The key to achieving crispy zucchini fritters lies in properly removing excess moisture from the zucchini. By salting and resting the grated zucchini, you allow it to expel water, resulting in a firmer batter that fries beautifully. If the fritters seem too wet after mixing, you can add a bit more flour to bind them better. Cooking them in a hot skillet ensures a quick sear, locking in moisture while developing a golden crust. If they break during frying, it often means the mixture is too wet; simply add more flour to help them hold together. For a flavor twist, consider adding different herbs or spices to the batter, enhancing the summer vegetable profile with each batch you make.
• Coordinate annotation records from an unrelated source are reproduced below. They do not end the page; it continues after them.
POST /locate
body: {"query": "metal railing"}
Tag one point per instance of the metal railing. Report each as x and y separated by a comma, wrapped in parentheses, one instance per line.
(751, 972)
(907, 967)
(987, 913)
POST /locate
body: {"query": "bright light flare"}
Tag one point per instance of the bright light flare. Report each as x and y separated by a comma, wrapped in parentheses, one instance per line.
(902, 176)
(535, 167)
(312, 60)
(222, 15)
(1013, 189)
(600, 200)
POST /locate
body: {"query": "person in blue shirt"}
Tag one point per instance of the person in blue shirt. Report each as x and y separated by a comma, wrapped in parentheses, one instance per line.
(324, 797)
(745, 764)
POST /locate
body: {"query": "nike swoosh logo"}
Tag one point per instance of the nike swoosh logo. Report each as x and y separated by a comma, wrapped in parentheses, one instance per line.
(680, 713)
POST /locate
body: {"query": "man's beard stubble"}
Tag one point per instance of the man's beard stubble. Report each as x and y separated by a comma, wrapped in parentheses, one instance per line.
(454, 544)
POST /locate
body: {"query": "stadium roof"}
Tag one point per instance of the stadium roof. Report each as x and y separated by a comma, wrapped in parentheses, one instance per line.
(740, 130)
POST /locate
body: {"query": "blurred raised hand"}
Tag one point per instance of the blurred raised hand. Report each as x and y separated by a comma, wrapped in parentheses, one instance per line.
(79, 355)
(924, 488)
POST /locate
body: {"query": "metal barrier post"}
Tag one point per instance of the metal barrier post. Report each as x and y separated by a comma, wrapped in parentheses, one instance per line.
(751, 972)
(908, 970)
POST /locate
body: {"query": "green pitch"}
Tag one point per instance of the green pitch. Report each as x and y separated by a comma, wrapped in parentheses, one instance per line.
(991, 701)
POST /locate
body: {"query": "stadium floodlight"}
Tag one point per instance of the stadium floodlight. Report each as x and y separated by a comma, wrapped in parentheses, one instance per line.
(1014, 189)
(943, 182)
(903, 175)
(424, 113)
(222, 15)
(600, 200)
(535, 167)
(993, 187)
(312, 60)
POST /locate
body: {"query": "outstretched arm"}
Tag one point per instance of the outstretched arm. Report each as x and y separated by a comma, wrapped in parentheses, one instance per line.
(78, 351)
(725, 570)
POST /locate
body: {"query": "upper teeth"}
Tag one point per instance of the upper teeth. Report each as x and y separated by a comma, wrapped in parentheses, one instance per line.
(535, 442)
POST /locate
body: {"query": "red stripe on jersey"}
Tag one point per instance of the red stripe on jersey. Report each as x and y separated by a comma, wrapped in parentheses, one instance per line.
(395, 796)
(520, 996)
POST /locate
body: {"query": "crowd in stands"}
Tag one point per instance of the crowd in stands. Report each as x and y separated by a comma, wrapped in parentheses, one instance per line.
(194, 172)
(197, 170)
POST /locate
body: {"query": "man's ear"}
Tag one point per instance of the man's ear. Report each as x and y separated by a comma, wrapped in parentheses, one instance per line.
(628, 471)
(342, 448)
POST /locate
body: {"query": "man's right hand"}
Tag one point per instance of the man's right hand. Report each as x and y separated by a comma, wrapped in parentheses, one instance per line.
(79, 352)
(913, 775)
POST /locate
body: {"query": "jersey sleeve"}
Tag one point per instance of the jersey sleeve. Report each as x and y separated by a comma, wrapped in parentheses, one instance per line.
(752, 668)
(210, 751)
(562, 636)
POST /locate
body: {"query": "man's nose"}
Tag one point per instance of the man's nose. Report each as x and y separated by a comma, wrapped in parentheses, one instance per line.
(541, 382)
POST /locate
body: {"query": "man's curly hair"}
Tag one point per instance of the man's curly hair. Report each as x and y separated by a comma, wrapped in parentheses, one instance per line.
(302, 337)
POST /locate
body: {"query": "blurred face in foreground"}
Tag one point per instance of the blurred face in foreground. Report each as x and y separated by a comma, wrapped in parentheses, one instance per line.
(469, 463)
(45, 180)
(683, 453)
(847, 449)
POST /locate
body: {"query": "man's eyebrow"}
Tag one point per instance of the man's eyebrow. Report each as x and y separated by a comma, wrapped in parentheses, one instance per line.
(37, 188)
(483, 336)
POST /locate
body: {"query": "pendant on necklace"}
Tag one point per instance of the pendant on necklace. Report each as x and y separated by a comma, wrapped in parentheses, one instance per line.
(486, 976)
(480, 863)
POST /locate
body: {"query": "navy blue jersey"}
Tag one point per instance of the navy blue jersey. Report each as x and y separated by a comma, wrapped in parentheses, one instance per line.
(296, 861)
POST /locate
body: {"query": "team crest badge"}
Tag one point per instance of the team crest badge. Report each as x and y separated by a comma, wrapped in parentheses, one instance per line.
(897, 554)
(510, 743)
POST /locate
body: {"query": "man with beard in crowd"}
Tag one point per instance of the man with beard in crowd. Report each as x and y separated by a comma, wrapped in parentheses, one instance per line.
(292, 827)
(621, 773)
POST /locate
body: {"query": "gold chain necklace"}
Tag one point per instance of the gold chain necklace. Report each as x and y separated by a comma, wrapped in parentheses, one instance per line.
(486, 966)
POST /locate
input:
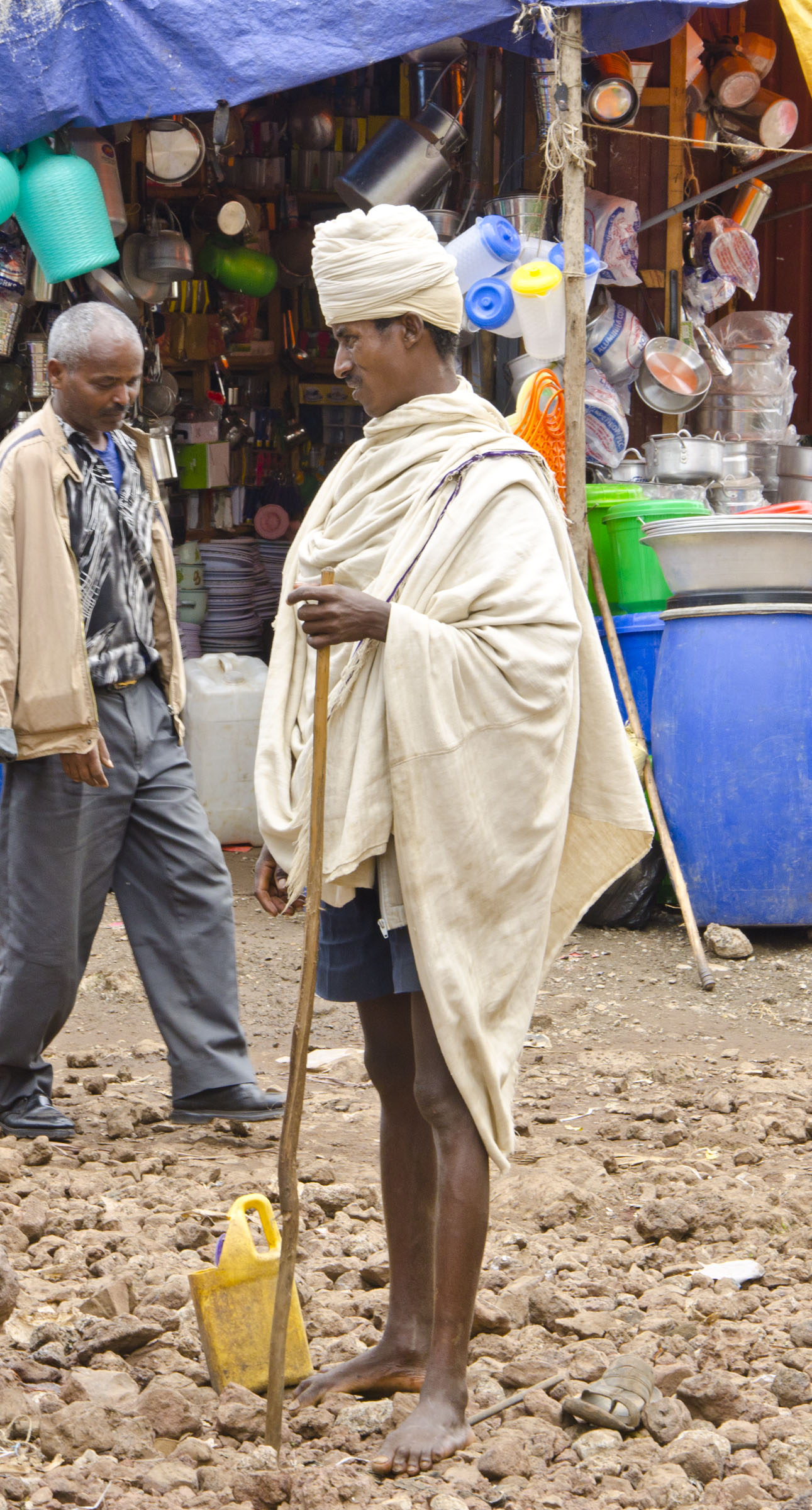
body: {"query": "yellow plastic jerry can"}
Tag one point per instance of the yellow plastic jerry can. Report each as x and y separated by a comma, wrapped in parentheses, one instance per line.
(235, 1305)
Remember, the texture is important; too much moisture leads to soggy fritters, while proper squeezing gives you that satisfying crunch.

Common mistakes

  • Under-draining the zucchini.

    • Target: After salting and resting, you should be able to squeeze a handful and have only a few drops of liquid come out.
    • Why it matters: Zucchini is more than 90% water. Any moisture left in the shred turns into steam inside the fritter and the crust never crisps — you get pale, soggy disks instead of golden ones.
    • What to do: Salt the shred, rest 10 minutes, then wring it hard in a clean kitchen towel or several squeezes in a fine sieve. Press until the towel is heavy and the zucchini looks dry and fluffy.
  • Oil that is too cool.

    • Target: Around 175-185°C / 350-365°F — a fritter should sizzle audibly the instant it hits the pan.
    • Why it matters: Cool oil seeps in instead of searing. The fritters absorb fat, the crust never sets, and they fall apart when you try to flip them.
    • What to do: Wait until a single shred dropped in the oil bubbles vigorously. If the surface goes still after the first fritter, lift them out and let the oil come back up before continuing.
  • Crowding the pan.

    • Target: Leave at least a fritter's width of space between portions.
    • Why it matters: Each fritter sheds moisture as it cooks; crowded pans trap that steam and the temperature drops sharply.
    • What to do: Fry in batches and resist the urge to fill the pan. Keep the finished fritters on a wire rack (not paper towels) in a low oven so the steam from underneath escapes.
  • Flipping too early.

    • Target: First side a deep, even gold-brown before you turn — usually 3-4 minutes.
    • Why it matters: The egg-and-flour binder needs time to set against the hot surface. Flip too soon and the fritter tears, leaving a wet center.
    • What to do: Resist nudging. When the edges look set and the bottom rim is dark gold, slide a thin spatula under and turn once, gently.

What to look for

  • A shred of zucchini that holds its shape when squeezed — no fresh drips after the towel-press.
  • An audible, steady sizzle the moment a portion lands in the oil, with bubbles rising at the edges.
  • Deep golden, lacy edges and a crisp set crust before you flip.
  • A clean snap or crackle from the crust when you cut into a finished fritter, with steam — not water — rising from the interior.

A note on history

Zucchini fritters (shredded courgette held together with egg, flour, and cheese, then pan-fried) are a Mediterranean and Eastern Mediterranean family rather than a single national dish. In Greece they appear as kolokithokeftedes (κολοκυθοκεφτέδες), strongly associated with Crete and the islands, often bound with feta or local cheeses. In Turkey they are mücver, with roots described back to Ottoman vegetable-fritter traditions and now common across the country, sometimes made with corn, spinach or other greens depending on the region. Italy has its own fritters of zucchini and flowers (frittelle di zucchine / zucchini-flower fritters), all part of the same cucina povera (literally "poor cooking" — the Italian tradition of resourceful peasant-pantry dishes) logic of turning a glut of summer squash into something crisp and satisfying.